N.B.: I'm reluctant to just use libxml2, because most of the pages I'm scraping are not XHTML-compliant. In fact, a surprisingly large number of them have HTML so malformed that BeautifulSoup chokes on them and I have to use an exponential-backoff approach to parse only a piece of the document at a time. (And in practice, that means I sometimes lose data anyway; this is annoying, but frustratingly necessary. Dear web developers who cannot be bothered to make their content machine-readable without lots of massaging: die in a fire.) It is my understanding that Scrapy is quite tolerant of bad markup, but if I'm wrong about that, please correct me.
no subject
(Anonymous) 2009-08-11 12:50 am (UTC)(link)There is currently a proposal for adding programatically control of Scrapy: http://dev.scrapy.org/wiki/SEP-004
However, it's not gonna happen soon as we're now focusing on cleaning up the code and documenting the last bits and pieces for the first stable release, which we hope to do it on 2-4 weeks.
Btw, Scrapy doesn't perform any extra cleansing on markup, it just uses libxml2 directly, which is probably not that bad as you suspect. Latest versions of libxml2 (the 2.6 series at least) are reasonable good at dealing with bad markup (as long as you're using the HTML parser, not the XML one) and even if it isn't as good as BeautifulSoup, the performance gain probably outperforms the lack of parsing robustness.
I'd recommend you to try libxml2 2.6.32 with a few ugly pages and judge for yourself.
Another good library to consider is html5lib: http://code.google.com/p/html5lib/
no subject
The API you propose looks sensible for the most part -- it looks like it'd do about 90% of what I need as-is. (I'm being self-centred, of course, but I can't possibly be the only person in the world with this use case. ;) ) The callback-chaining looks really cool too.

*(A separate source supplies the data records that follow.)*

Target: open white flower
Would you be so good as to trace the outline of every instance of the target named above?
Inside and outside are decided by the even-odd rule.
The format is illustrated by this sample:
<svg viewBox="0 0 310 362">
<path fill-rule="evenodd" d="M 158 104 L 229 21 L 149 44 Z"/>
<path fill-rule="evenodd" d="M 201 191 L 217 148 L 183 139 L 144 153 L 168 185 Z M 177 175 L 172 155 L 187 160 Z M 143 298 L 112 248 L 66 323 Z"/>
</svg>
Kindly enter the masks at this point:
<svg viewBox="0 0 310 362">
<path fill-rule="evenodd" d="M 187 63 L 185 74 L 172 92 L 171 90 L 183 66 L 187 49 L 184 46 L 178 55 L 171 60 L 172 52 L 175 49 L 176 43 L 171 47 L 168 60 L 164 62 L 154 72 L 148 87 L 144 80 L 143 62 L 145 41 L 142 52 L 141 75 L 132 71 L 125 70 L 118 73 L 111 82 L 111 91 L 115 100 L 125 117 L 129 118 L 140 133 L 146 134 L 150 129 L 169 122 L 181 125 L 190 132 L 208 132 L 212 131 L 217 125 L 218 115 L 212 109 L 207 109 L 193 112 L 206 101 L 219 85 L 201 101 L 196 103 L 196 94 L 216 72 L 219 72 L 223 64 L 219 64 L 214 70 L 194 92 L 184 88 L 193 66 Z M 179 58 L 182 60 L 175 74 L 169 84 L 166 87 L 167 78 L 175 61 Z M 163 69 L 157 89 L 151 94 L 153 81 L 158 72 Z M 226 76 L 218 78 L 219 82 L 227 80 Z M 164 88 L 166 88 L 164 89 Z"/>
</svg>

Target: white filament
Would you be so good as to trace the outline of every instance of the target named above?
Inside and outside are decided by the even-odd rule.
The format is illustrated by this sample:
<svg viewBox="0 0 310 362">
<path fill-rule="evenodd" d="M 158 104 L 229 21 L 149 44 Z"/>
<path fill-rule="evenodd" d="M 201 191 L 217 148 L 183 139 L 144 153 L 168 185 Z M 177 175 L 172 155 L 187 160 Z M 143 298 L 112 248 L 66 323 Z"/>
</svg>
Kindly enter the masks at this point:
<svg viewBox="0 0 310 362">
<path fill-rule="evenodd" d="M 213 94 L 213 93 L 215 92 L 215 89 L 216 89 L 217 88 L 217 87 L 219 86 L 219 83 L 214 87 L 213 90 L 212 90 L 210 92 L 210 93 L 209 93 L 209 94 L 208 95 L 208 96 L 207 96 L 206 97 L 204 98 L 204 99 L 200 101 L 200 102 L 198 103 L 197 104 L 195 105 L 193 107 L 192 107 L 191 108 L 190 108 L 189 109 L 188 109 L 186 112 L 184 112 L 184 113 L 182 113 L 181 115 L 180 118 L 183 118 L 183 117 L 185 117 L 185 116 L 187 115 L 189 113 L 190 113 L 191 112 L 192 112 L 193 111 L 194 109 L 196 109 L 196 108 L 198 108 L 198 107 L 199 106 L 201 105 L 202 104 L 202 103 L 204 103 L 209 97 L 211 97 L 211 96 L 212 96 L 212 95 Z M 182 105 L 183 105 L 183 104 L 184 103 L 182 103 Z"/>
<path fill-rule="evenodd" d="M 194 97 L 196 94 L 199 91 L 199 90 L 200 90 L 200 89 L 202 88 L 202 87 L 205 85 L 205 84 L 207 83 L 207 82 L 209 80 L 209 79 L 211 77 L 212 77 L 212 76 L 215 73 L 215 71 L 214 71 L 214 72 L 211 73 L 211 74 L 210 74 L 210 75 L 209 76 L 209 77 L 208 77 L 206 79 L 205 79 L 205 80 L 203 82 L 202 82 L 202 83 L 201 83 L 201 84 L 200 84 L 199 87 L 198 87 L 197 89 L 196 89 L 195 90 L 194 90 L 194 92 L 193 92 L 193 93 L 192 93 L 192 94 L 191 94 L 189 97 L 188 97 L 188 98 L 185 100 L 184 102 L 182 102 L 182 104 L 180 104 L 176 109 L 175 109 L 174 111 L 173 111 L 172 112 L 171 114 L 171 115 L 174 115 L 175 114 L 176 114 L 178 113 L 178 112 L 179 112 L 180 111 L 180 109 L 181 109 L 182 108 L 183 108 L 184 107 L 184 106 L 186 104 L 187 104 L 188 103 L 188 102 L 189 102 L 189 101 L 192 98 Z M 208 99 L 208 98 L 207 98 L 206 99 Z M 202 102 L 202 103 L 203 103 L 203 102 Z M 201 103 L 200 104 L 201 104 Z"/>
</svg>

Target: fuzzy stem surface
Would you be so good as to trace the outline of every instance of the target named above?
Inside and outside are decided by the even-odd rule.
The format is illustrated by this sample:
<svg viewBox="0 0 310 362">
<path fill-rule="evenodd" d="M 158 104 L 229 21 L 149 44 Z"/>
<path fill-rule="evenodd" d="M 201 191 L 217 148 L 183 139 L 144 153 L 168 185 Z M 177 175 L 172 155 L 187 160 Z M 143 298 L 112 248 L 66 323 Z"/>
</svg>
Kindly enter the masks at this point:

I do question whether the Crawler's .run() method should necessarily be a blocking call; in my use case, it would be nice to be able to populate scraped_items in such a way that I could iterate over it, with an option to either terminate when the end of the iterable is reached or sleep and wait for the iterable to be extended. (And while I'm asking for a car and a pony, I'll also ask for a villa in the south of France and note that this further suggests that it would be nice to be able to instantiate an asynchronous Crawler from any iterable, such as a generator or a long-lived stream.) Perhaps that's more appropriate for a middleware?
I'll definitely give libxml2 a stab -- I have plenty of (other people's) awful HTML to try it on. <:)
Best of luck with the release, and feel free to drop me a line when you've got time to start implementing that proposal -- I can at least act as a guinea pig, and can probably allocate some Copious Free Time toward hacking on it myself.